I think that’s probably, largely margin because of improved results.

John Dean

Analyst · KBW.

Does that answer it Jackie?

Jackie Chimera - KBW

Analyst · KBW.

So, basically almost every line item has exceeded expectations throughout the year versus where you stood maybe a year ago from today?

John Dean

Analyst · KBW.

The answer is yes.

Jackie Chimera - KBW

Analyst · KBW.

Okay.

Operator

Operator

Thank you. And your next question is from Don Worthington from Raymond James.

Don Worthington - Raymond James

Analyst

You mentioned that the decrease in NPAs was I guess largely attributable to one Mainland property. How much was that?

John Dean

Analyst

Turn it to Bill Wilson.

Bill Wilson

Analyst

Sure.

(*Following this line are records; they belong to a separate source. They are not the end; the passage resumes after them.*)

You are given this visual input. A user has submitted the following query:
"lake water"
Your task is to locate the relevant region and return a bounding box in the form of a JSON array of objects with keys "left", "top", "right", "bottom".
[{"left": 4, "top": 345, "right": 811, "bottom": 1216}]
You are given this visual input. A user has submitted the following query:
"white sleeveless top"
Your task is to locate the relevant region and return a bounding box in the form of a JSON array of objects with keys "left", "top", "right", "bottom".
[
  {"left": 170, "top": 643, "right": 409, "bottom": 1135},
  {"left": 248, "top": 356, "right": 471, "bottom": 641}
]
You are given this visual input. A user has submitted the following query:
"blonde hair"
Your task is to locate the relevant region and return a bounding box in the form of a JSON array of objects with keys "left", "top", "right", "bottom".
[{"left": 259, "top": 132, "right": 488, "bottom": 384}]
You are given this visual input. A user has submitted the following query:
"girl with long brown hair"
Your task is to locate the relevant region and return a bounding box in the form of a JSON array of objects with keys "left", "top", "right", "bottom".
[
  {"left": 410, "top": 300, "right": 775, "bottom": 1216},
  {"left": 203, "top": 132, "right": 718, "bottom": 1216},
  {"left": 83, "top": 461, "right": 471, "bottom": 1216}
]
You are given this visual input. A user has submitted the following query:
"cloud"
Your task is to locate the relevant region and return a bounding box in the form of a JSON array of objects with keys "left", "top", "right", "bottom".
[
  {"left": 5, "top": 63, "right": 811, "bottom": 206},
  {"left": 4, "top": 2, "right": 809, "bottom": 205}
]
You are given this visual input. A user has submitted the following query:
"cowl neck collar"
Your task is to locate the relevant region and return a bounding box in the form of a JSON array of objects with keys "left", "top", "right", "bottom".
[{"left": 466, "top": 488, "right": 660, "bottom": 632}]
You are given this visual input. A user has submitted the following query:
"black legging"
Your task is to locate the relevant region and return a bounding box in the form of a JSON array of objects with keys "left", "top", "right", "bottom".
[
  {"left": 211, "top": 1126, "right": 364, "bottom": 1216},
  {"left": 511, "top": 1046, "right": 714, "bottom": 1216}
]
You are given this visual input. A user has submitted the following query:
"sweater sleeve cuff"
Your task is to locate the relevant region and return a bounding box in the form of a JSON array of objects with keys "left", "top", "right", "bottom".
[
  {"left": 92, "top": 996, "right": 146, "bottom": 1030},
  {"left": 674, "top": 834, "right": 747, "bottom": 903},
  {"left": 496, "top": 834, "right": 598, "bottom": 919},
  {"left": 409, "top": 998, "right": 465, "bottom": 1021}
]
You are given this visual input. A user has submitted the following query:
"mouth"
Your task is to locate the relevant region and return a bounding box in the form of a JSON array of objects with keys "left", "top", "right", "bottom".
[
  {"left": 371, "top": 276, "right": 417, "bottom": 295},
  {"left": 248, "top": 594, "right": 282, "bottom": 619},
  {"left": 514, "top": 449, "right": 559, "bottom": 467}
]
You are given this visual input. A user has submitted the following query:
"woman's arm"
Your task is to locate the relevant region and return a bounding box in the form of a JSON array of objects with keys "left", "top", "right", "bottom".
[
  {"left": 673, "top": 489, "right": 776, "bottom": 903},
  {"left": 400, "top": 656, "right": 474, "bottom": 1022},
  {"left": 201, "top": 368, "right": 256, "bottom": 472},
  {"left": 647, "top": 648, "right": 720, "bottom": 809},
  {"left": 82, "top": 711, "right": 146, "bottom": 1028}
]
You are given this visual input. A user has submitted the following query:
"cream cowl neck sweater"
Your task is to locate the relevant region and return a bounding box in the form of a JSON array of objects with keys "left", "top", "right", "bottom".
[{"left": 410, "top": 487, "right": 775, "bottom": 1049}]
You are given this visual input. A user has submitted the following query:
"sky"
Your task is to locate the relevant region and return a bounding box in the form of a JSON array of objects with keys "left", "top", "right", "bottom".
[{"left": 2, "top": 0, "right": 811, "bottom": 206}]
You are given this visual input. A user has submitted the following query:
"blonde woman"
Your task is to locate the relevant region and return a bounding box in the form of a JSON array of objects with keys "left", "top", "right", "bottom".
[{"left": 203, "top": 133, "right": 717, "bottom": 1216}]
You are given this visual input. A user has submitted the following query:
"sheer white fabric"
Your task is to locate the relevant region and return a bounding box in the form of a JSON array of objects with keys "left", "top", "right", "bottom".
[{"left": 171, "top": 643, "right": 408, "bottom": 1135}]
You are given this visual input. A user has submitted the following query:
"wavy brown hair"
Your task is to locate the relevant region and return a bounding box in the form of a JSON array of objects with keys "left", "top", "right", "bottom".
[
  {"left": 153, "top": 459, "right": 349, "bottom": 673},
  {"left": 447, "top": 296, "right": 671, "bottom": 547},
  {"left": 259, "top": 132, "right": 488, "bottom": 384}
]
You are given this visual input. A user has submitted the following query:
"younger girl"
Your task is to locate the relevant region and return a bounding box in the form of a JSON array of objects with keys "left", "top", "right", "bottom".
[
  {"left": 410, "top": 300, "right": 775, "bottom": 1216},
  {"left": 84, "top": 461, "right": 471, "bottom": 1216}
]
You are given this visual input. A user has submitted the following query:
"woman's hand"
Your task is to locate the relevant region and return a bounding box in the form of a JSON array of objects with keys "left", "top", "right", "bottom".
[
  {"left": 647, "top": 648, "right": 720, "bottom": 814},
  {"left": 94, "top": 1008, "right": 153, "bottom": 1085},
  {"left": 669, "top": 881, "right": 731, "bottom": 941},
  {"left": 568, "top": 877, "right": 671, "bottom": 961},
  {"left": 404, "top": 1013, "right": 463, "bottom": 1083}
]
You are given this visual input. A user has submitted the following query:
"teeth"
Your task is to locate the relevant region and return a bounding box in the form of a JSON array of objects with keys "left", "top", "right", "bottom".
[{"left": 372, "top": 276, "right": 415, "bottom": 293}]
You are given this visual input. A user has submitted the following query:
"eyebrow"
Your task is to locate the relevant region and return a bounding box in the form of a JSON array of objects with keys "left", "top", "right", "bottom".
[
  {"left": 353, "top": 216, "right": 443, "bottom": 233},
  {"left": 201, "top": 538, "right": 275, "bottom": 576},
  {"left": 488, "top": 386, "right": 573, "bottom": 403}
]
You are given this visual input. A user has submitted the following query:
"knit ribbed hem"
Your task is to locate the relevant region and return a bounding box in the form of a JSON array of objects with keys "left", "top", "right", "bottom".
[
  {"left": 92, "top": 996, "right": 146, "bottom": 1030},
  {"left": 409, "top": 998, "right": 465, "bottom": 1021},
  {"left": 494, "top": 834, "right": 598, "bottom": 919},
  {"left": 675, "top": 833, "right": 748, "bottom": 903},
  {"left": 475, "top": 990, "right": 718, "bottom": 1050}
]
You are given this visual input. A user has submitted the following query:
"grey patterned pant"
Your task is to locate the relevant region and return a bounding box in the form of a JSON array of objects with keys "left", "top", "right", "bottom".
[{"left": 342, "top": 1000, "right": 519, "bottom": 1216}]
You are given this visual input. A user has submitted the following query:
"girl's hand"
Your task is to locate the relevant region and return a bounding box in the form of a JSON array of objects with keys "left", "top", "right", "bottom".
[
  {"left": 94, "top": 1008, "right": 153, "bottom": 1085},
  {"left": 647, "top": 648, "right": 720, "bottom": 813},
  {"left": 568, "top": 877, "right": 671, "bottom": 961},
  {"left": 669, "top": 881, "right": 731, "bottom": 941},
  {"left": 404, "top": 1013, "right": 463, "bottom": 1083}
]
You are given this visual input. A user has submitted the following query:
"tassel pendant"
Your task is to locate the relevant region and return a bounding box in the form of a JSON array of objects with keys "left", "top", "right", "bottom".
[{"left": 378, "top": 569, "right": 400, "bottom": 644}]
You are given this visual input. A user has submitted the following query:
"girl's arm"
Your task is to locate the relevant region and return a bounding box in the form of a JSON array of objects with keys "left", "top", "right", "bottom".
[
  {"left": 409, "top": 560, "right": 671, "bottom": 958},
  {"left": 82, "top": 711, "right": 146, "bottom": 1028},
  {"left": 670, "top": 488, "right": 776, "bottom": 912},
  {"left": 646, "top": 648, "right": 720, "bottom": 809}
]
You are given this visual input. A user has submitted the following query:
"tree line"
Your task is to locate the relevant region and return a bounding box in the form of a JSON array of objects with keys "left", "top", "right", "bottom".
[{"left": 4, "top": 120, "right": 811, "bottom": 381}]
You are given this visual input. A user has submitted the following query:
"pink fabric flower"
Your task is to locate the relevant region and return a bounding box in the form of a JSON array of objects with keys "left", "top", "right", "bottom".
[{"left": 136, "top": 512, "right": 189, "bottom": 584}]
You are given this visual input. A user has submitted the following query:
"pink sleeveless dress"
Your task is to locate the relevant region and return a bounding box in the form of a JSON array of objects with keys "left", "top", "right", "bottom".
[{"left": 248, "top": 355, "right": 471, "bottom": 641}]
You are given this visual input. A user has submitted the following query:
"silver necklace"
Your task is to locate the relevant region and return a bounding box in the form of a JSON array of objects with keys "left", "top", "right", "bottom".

It was a single asset on the Mainland that reduced NPAs by $11.6 million.

Don Worthington - Raymond James

Analyst

Okay. $11.6 million was that one property?

Bill Wilson

Analyst

Correct.

Don Worthington - Raymond James

Analyst

Okay. And then in terms of charge-offs, recoveries, do you see the opportunity for I guess more net recoveries going forward?

Bill Wilson

Analyst

It’s Bill again. I would hope so. I think we saw a pretty good performance in 2013 in terms of our recoveries and that was with the passage of time, you can only have recoveries to the extent that you’ve had charge-offs and we have reducing charge-offs. But I think there may still be some to be collected in 2014.

Don Worthington - Raymond James

Analyst

Okay. And then I noticed you were opening a branch in Kauai. Do you have other branch plans going forward?

Lance Mizumoto

Analyst

Hey Don, this is Lance Mizumoto. We do have plans for another branch. We’ve identified another side on Oahu. So we are optimistic on further expansion but obviously not at an aggressive pace.

Don Worthington - Raymond James

Analyst

Okay.

John Dean

Analyst

That branch on Oahu would be subject to regulatory approval.

Operator

Operator

Thank you. And a next question is a follow up from Aaron Deer from Sandler O'Neill.

Aaron Deer - Sandler O'Neill

Analyst

Hey guys, just a quick question on the tax rate. Obviously this past year there was a lot of noise in that line. As I kind of look at what -- in the securities book and other opportunities for some tax savings, what kind of effective rate are you looking at for 2014?

Denis Isono

Analyst

Yeah, we are looking at about a 35% effective rate, Aaron. This is Denis.

Operator

Operator

Thank you. And as there are no more questions at the present time, I would like to turn the conference back over to John Dean for any closing remarks.

John Dean

Analyst

Thank you very much for participating in our earnings call for fourth quarter 2013 and we look forward to future opportunities to update you on our progress. Have a good day.

Operator

Operator

Thank you. The conference is now concluded. Thank you for attending today’s presentation. You may now disconnect. Have a nice day.